Thursday, June 12, 2003

male, female literacy rate: report

Gap widens in male, female literacy rate: report
 


ISLAMABAD,  : Although women's education witnessed a major improvement in the 1990s, still Pakistan is considered to have a largest gender gap in literacy ratio.

The Pakistan Education and School Atlas, which was published recently for the first time having maps and graphics of all the schools in the country, has shown male literacy at 60 per cent and female at 36 per cent.

It said there was a sharp progress of education among women with the literacy rate rising from 16 per cent in 1980 to 21 per cent in 1990 and jumping to 33 per cent in 1997.

In the 1990s, an emphasis on female education pushed the literacy rate up by 1.5 per year.According to the atlas, the total number of schools in the country is 182,636; 149,280 in the public and 33,356 in the private sector. There are 142,308 primary schools, out of which 127,709 are in the public and 14,599 in the private sector. The number of middle schools is 25,461 - 12,984 government and 12,477 in the private sector.

The number of higher and secondary schools is 14,867, out of which 8,587 are in the public and 6,280 in the private sector.The total enrolment is stated to be 21,897,961 - 16,086,902 in the public and 5,811,059 in the private sector. As many as 14,124,819 enrolment are in the primary level, 3,409,704 in the middle and 4,363,438 in high and higher secondary school levels.

In 1947, the country was faced with overwhelming problems in education. But it not only maintained the inherited institutions but also significantly expanded the education sector by establishing new schools, colleges and universities.

At the time of independence, there were about 8,413 primary schools and 17,800 primary schoolteachers. However, in 1998, the number of primary schools increased to 163,746 with 374,500 primary teachers. Despite the increase, the education services still remain inequitably distributed among income groups, urban, rural regions, male female.

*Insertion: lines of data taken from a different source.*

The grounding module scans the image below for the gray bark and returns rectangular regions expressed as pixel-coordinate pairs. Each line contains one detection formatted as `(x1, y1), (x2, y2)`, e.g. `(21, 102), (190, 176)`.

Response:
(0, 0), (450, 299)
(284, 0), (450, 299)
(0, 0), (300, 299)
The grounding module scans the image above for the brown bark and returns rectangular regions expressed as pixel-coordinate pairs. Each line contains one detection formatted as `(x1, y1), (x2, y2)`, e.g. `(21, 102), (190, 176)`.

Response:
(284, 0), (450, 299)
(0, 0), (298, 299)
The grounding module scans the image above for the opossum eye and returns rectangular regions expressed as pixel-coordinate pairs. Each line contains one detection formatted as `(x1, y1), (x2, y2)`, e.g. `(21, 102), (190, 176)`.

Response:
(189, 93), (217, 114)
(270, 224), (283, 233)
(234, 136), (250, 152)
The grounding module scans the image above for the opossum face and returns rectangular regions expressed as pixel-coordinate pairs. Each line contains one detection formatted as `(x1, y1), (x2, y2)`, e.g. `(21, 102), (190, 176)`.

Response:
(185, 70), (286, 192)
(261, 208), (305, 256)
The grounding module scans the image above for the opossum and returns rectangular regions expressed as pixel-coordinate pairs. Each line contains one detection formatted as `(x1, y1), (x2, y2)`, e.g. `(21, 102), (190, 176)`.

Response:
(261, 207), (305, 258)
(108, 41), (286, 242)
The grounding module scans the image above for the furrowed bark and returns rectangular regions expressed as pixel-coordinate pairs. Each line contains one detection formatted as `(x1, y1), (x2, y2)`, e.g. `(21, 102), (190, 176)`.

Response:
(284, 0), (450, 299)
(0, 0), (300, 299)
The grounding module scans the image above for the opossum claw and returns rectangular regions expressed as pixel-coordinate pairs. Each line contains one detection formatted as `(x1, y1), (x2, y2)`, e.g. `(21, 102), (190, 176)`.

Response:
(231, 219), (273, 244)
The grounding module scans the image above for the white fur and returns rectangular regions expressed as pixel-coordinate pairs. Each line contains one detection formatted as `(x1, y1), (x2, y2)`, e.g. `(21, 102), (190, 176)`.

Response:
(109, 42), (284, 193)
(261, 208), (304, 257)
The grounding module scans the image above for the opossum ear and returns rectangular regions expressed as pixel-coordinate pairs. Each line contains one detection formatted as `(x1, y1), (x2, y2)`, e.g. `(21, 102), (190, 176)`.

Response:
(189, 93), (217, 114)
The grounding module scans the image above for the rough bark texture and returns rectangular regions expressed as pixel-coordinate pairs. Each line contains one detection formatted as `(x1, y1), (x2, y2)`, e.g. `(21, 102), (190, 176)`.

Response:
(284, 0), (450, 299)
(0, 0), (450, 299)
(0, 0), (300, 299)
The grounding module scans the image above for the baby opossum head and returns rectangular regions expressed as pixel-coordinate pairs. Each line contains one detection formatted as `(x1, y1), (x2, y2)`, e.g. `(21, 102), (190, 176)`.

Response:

Less than one million students were enrolled in schools in 1947. In 1998, more than 15 million school-age children were enrolled only at the primary level and eight million children were out of schools in 2001. Participation rate was 84 per cent.

Though the literacy rate has increased from 16.4 per cent in 1951 to 49.51 per cent (estimated) in 2001, still 48.8 million people remained illiterate.Though the overall literacy rate is just about 50 per cent, there are some sharp dividing lines that mask pockets of strengths and great ignorance.

Another dividing line is between urban city dwellers and rural villagers. Urban literacy jumped from 47 per cent in 1981 to 65 per cent in 1997.Rural literacy has risen from 17 per cent to 34 per cent in the same period and even in 2001 remained below the urban rate of two decades ago.